The opposite end of the spectrum is a PC -- the hardware is designed to be reconfigurable on-the-fly with different software packages that are copied from non-volatile storage into general-purpose hardware capable of doing damn near anything. It's not as mechanically or electrically efficient, but its flexibility makes up for that in a lot of circumstances. Most ESCs are just single-chip computers connected to signal amplifiers, that rely on replaceable software packages loaded into their memory to govern their operation; they could just as easily control anything else if you could find a software package to make them do it.

In both cases, software in its purest form is just the configuration of hardware that causes it to perform a useful function; this is what distinguishes software from data. The software of a book, for example, is the physical configuration of having pages bound to a spine and the ability to retain markings on each page; the markings themselves are the data, and don't contribute to the book's functionality as a book, which is why blank diaries are still usable as books even though they don't have any markings on the pages yet.

So I guess, in the end, I'm agreeing with you that hardware done right can eliminate *most* software, but software as a concept is more abstract than 1's and 0's stored in memory. People think it's limited to 1's and 0's because the term "software" didn't exist until computers were invented, so it was never used in any other context. You could design a speed controller that doesn't use any binary codes to control its operation (and for decades, people did just that), and it would still have software in the form of its mechanical design. If you could eliminate sliding contacts from the design, it would probably be *even more* efficient than a highly-optimized ESC, too. Whether people could live without a million easily-adjustable settings, in an age where we expect everything to have a million easily-adjustable settings, is a different matter.

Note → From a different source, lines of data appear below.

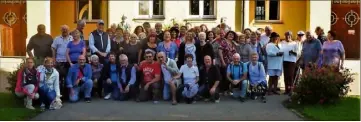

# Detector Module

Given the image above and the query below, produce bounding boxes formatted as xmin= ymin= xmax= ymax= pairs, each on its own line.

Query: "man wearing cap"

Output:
xmin=89 ymin=20 xmax=111 ymax=64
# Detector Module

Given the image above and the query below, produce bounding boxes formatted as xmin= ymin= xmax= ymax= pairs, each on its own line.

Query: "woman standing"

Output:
xmin=206 ymin=31 xmax=215 ymax=42
xmin=280 ymin=31 xmax=298 ymax=95
xmin=200 ymin=24 xmax=208 ymax=32
xmin=178 ymin=31 xmax=199 ymax=67
xmin=111 ymin=28 xmax=126 ymax=58
xmin=138 ymin=34 xmax=158 ymax=63
xmin=37 ymin=58 xmax=62 ymax=110
xmin=243 ymin=28 xmax=252 ymax=43
xmin=134 ymin=26 xmax=145 ymax=37
xmin=124 ymin=33 xmax=141 ymax=64
xmin=170 ymin=27 xmax=181 ymax=48
xmin=179 ymin=26 xmax=187 ymax=43
xmin=15 ymin=58 xmax=39 ymax=110
xmin=197 ymin=32 xmax=214 ymax=67
xmin=321 ymin=30 xmax=345 ymax=70
xmin=236 ymin=33 xmax=252 ymax=63
xmin=123 ymin=30 xmax=131 ymax=44
xmin=266 ymin=32 xmax=283 ymax=95
xmin=66 ymin=30 xmax=86 ymax=66
xmin=157 ymin=31 xmax=178 ymax=60
xmin=218 ymin=31 xmax=237 ymax=94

Sorry for the philosophical tangent, I'm a software engineer by training. Most of my professors used to work at Bell Labs back when UNIX was being created (and Multics before that!), and we spent weeks' worth of classes talking about topics like this. People tend to see software as a convenience item, but one of my professors had a story he liked to tell about being awarded the contract to write software for a fighter jet; the Air Force officer overseeing the project congratulated his team, and then told them if the plane crashed they would get to explain what went wrong to the pilot's family. Software is serious business in a lot of applications you'll never see on sale at Best Buy.